I don't like security checkpoints, either. But I consider them an objectionable, but sometimes necessary, part of life these days. I think the PATRIOT Act and its ilk are much worse, because you have no control over what happens to your privacy whatsoever. When you're flying, you know ahead of time what the restrictions are, and you can (generally) avoid having your stuff poked through.

[identity profile] dancing-kiralee.livejournal.com 2005-05-02 09:32 pm (UTC)(link)
I dislike the Patriot Act in principle.

But, in terms of those things that I personally have had a problem with, well, the airplane searches, both real and potential, have been a lot more annoying.

Kiralee

[identity profile] king-tirian.livejournal.com 2005-04-30 06:08 am (UTC)(link)
The worst part is that we've accepted (2) and I'm not confident that (1) is more remote a possibility than it was four years ago.
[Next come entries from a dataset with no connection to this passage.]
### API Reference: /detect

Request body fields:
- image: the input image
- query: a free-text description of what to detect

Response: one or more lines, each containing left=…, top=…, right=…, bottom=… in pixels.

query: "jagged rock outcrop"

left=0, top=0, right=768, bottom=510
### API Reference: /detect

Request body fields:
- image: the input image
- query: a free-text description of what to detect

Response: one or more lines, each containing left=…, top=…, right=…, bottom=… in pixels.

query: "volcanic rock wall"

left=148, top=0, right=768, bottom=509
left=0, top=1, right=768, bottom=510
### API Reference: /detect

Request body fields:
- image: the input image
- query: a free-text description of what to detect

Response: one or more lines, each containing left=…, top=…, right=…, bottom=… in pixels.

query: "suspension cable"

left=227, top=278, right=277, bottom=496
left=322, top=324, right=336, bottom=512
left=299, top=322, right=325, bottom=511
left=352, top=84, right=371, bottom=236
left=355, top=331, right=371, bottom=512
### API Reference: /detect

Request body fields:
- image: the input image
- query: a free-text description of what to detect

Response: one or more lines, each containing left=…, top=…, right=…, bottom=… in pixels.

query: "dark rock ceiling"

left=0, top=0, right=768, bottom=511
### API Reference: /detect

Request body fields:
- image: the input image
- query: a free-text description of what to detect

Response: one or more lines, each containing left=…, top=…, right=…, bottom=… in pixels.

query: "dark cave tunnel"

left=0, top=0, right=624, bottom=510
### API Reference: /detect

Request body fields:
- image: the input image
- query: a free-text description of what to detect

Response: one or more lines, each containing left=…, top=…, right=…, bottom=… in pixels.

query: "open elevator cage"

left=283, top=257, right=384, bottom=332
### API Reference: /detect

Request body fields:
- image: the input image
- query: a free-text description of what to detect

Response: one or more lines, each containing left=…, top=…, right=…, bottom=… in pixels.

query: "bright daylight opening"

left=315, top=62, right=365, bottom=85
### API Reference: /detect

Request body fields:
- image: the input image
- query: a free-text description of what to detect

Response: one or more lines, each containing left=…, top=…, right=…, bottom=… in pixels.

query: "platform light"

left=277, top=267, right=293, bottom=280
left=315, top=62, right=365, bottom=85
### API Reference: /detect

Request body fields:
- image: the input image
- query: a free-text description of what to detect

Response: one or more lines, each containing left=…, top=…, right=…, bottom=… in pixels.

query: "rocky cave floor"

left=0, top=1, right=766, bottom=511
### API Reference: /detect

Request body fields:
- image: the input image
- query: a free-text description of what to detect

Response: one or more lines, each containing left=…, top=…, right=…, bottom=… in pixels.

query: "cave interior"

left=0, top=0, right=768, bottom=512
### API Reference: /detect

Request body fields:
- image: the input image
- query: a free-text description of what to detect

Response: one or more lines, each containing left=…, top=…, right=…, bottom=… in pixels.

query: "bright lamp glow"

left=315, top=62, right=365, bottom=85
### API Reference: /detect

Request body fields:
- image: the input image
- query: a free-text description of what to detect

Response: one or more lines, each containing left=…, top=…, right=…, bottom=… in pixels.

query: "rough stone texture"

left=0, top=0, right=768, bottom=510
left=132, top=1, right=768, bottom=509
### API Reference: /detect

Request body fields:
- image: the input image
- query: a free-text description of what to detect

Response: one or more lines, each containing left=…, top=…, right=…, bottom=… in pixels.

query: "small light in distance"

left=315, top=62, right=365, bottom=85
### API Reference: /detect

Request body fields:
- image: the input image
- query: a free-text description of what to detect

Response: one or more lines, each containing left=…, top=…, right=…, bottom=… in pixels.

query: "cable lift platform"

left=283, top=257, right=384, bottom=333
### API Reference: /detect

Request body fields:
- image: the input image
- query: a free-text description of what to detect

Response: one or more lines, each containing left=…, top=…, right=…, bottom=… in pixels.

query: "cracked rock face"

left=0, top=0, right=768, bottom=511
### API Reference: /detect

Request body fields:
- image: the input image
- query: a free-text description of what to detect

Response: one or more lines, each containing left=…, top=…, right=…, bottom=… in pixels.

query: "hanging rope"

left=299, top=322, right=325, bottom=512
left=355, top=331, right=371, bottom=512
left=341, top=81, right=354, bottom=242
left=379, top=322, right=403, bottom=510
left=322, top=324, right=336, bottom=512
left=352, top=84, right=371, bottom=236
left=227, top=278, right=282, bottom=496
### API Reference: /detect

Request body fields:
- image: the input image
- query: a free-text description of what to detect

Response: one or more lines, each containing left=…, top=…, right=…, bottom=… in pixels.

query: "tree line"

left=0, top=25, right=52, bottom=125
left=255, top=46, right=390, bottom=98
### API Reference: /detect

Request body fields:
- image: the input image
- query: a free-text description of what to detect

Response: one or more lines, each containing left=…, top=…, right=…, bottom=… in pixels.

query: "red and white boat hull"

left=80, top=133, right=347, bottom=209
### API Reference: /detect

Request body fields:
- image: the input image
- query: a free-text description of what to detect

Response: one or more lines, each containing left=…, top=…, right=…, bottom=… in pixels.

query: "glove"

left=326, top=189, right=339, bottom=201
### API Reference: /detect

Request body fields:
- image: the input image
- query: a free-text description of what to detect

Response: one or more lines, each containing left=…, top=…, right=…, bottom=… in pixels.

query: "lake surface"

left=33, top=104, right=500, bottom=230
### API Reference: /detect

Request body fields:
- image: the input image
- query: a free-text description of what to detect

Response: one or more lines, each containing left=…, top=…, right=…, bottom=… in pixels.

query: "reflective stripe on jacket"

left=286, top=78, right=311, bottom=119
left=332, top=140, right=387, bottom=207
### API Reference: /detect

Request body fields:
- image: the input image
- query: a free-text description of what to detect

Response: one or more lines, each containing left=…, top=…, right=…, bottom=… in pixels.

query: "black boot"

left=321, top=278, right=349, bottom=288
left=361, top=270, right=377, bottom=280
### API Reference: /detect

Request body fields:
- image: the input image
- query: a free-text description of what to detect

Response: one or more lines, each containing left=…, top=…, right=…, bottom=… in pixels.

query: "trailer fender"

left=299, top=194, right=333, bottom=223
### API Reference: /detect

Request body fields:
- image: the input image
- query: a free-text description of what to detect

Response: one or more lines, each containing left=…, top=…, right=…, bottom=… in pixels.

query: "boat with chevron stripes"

As to your seperate question of whether I want everyone on the plane packing heat -- frankly, no, I wouldn't. Not unless you've been specifically trained in high-altitude combat like the Sky Chiefs and pilots (hopefully) have. I can see how you might see that as a repudiation of your Second Amendment rights, but I don't want to hope for the well-regulation of any militia that's joining me in a pressurized capsule six miles above the earth.

[identity profile] sashajwolf.livejournal.com 2005-04-30 07:56 am (UTC)(link)
I don't have a problem with security checkpoints - I think it's a small price to pay. Growing up as a sort-of army brat may have had something to do with my forming that view, though - it re-set some of my defaults.
ailbhe: (Default)

[personal profile] ailbhe 2005-04-30 06:37 pm (UTC)(link)
What, for the dead people?

[identity profile] xiphias.livejournal.com 2005-04-30 11:14 pm (UTC)(link)
To me, the answer to that isn't obvious, EITHER way. It depends on what philosophy I look at the matter with.